Из соседнего двора вышли трое и направились прямиком к колодцу: генерал в дроздовской форме, обер-офицер – тоже «дрозд», а с ними серая собачина с полосками на боках. Догообразная, – точнее не скажу, поскольку не разбираюсь в породах. Пес нарезал круги вокруг двоицы, и, по всему видно, его обожаемым хозяином был генерал.

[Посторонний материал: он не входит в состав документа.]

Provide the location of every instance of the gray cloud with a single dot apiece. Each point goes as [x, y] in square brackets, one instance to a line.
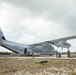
[62, 12]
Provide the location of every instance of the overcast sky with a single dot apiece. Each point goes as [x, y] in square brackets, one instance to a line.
[32, 21]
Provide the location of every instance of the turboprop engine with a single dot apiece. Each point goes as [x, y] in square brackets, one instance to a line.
[63, 44]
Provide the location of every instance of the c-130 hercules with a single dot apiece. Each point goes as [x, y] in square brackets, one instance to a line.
[35, 49]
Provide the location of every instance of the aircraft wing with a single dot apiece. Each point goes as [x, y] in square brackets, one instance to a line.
[46, 43]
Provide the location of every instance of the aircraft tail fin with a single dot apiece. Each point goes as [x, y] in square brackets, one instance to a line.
[1, 36]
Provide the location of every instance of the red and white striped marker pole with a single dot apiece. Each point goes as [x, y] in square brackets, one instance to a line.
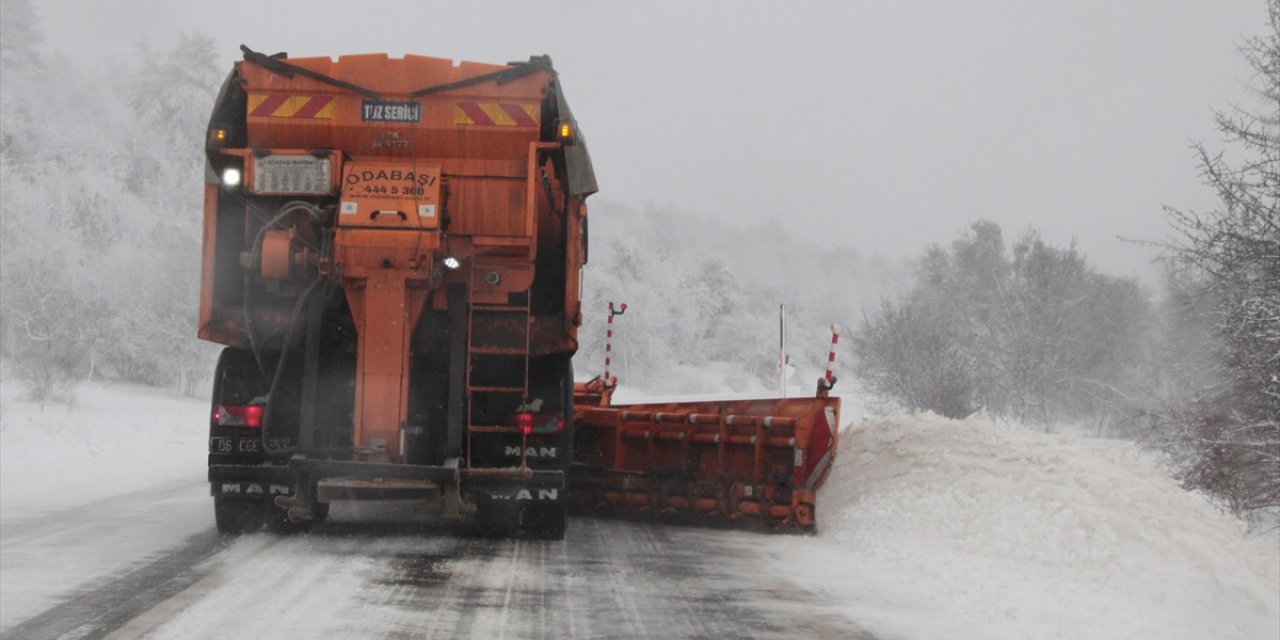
[608, 343]
[830, 379]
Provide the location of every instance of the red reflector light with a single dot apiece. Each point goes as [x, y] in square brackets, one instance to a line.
[238, 415]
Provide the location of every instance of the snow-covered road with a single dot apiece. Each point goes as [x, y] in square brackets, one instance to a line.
[149, 565]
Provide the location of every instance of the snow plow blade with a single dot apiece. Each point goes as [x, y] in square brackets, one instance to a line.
[753, 464]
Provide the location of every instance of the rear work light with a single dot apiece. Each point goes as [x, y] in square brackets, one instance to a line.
[293, 174]
[566, 132]
[238, 415]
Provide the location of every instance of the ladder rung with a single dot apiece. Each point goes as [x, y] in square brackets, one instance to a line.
[499, 309]
[479, 429]
[498, 351]
[496, 389]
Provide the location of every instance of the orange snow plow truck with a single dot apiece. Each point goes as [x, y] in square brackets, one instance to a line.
[392, 259]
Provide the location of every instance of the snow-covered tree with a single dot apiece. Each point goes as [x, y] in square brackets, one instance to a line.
[1029, 332]
[1229, 260]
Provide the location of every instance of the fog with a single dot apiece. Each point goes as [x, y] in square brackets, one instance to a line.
[876, 126]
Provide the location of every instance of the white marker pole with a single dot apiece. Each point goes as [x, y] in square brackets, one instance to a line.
[782, 350]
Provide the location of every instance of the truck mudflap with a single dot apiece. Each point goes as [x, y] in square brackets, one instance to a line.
[754, 462]
[453, 492]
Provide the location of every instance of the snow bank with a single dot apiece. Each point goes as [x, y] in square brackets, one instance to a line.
[112, 440]
[972, 529]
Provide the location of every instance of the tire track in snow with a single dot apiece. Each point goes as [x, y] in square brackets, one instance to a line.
[106, 606]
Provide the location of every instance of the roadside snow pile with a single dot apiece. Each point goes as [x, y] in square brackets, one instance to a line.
[113, 439]
[972, 529]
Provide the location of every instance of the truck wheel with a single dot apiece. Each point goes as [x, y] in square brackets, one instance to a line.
[234, 517]
[547, 521]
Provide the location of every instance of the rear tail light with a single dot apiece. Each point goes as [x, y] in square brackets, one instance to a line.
[238, 415]
[539, 424]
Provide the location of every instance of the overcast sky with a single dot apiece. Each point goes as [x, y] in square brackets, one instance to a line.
[881, 124]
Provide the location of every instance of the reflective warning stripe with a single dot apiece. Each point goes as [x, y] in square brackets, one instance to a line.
[273, 105]
[497, 114]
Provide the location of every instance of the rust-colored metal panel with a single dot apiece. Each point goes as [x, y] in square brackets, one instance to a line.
[208, 256]
[740, 461]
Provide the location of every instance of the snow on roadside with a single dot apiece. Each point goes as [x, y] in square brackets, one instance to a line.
[112, 439]
[938, 528]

Кривоногая зверюга подскочила ко мне, вывалила язык и глухо заворчала. Беззлобно. Так, для порядка. Почему бы не поворчать на столбик мяса в несъедобной полинялой фуражке?
И тут как будто завеса упала у меня с глаз.
– Пальма?
Услышав свою кличку, псина от удивления перестала ворчать и уставилась на меня с подозрением.
Ко мне приближалась живая легенда белой гвардии – генерал Антон Туркул. В нем соединялось все лучшее и все худшее, чем славилось добровольческое движение. Человек фантастического бесстрашия, стальной воли и какого-то природного, то ли Богом данного тактического таланта, он бывал хладнокровно жесток с пленниками.
Военная косточка – начал Первую мировую вольноопределяющимся, закончил гражданскую, командуя дивизией, – он шел как по плацу, прямой, словно бильярдный кий, аккуратно подстриженный, и каждая мелочь в его амуниции была на положенном месте. Подбородок Туркула сверкал безупречной полировкой. Генерал вытирал со лба пот белоснежным платочком. Это был красивый человек, хищной повадкой под стать собственному псу.
Я вытянулся было, но Туркул сделал рукой знак, мол, отставить, не на строевых учениях.
– Добудь-ка нам воды, солдат. И не бойся, Пальма своих не трогает.
Я завозился с ведром, краем уха прислушиваясь к разговору «дроздов».
– …могли подумать? – разубеждал в чем-то собеседника Туркул. – Я нимало не заставлял их. Надо же, опять поползут глупейшие россказни! Только мои стрелки вывели их во двор, как они оробели, жмутся друг к другу, словно овцы в загоне… Один оказался посмелее. Выступает вперед, красавчик, отличнейшие сапоги, новенькие, не чета нашим, из-под фуражки клок намасленных волос. Руки у него дрожат, боится, щучий сын, но говорит смело: мол, дайте курнуть хоть затяжку перед смертью. Я позволил. Они покурили, и опять этот молодец подходит ко мне, берет под козырек: «Ваше превосходительство разрешите умереть под „Интернационал“?». – «Пожалуйста, – говорю, – отпевайте себя „Интернационалом“». Я смотрю в эти серые русские глаза, и такая тяжесть у меня на сердце… Красный курсант! Удалой парнишка, лет двадцать ему, смелое, худое лицо, все в веснушках. Кто он был? Кто был его отец? Как успели так растравить его молодую душу, что Бога, Россию – все заменил ему этот «Интернационал»? Он смотрит на меня – свой, русский, московская курноса, Ванька или Федька, но какой между нами зияющий провал – крови, интернационала, пролетариата, советской власти, всей этой темной тучи.